Pandangan mata emerald-nya terpusat pada suatu titik: puncak atap kelabu sebuah kastil yang adalah tempat ditawannya Uchiha Sasuke.

Penjara khusus kriminal tingkat Y.

.

.

.

Suasana sunyi tak jauh di luar sana tak jauh berbeda dengan kesunyian di restricted area yang merupakan bagian tempat Sasuke dipenjara. Sejak beberapa waktu yang lalu, satu-satunya suara yang bergema di ruangan itu hanyalah bunyi detik jarum jam yang berbunyi pelan.

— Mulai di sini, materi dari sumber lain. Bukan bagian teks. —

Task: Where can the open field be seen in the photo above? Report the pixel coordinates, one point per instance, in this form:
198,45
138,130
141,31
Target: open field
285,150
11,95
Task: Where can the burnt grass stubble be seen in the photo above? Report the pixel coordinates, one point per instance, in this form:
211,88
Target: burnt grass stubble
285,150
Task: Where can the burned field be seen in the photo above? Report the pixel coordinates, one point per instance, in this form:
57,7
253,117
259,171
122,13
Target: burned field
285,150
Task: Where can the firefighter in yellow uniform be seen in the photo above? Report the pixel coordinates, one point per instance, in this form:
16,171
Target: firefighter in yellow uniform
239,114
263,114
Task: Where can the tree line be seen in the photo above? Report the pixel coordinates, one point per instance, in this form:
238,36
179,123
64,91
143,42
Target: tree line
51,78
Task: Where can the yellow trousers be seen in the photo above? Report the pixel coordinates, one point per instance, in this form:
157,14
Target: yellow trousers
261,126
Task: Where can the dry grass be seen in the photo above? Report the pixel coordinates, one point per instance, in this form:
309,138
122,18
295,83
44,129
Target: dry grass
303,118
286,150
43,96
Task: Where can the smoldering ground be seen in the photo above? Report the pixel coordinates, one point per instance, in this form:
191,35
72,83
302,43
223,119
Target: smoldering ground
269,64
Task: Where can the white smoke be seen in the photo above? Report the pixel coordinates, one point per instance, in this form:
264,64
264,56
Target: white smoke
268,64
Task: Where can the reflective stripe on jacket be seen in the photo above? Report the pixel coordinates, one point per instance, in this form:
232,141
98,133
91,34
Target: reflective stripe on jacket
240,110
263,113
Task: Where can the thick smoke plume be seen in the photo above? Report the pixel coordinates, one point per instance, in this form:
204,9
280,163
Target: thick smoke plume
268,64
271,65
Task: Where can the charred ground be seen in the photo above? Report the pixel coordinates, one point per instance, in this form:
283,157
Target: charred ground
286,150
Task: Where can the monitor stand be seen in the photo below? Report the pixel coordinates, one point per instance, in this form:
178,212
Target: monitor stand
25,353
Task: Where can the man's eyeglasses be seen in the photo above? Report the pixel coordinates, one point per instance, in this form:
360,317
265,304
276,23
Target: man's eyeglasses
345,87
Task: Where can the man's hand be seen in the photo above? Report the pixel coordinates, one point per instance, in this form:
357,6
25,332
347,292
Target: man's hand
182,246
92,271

Baik Kabuto—sang sipir, maupun Sasuke—sang tawanan, sama sekali tidak mengeluarkan suara sedikit pun. Sasuke sudah tidak menyanyi-nyanyikan lagu anehnya, terutama sejak mengatakan bahwa lagu itu adalah lagu yang seringkali dinyanyikan oleh mendiang ibu dan kakak laki-lakinya.

Di sisi lain, Kabuto memang diwajibkan untuk berbicara banyak dengan tawanannya. Rasa penasaran yang dipendamnya kian menjadi-jadi, namun sumpahnya saat menjadi polisi membuatnya bungkam. Ditelan bulat-bulat olehnya keinginan untuk bertanya lebih jauh mengenai arti lagu itu bagi Sasuke.

Yah, itu adalah urusan pribadi. Namun, percakapan umum sama sekali tidak tersangkut-paut dengan sumpahnya, bukan?

"Kau tahu bahwa eksekusi akan dilaksanakan besok siang?"

Hening. Tidak ada jawaban.

"Hei..." Kabuto yang merasa curiga berjalan mendekati sel Sasuke. Pria berkacamata bulat itu berhenti di depan pintu, kemudian melongokkan kepalanya ke arah jeruji yang dipasang membujur di lubang persegi yang berada di atas pintu ruang tahanan Sasuke.

Yang tertangkap oleh mata pria itu adalah sosok Sasuke yang masih berada dalam posisi yang sama—terduduk dengan kedua lutut tertekuk dan lengan lunglai, serta pandangan mata yang menerawang. Dalam hati, Kabuto bertanya-tanya apakah Sasuke sama sekali tidak merasa lelah dengan posisinya itu.

"Tuan Uchiha...?" Sekali lagi Kabuto mencoba memanggil nama Sasuke.

"... Hn." Lama kemudian baru Sasuke menjawab—tanpa menoleh ke arah Kabuto yang dibatasi oleh teralis besi pejal.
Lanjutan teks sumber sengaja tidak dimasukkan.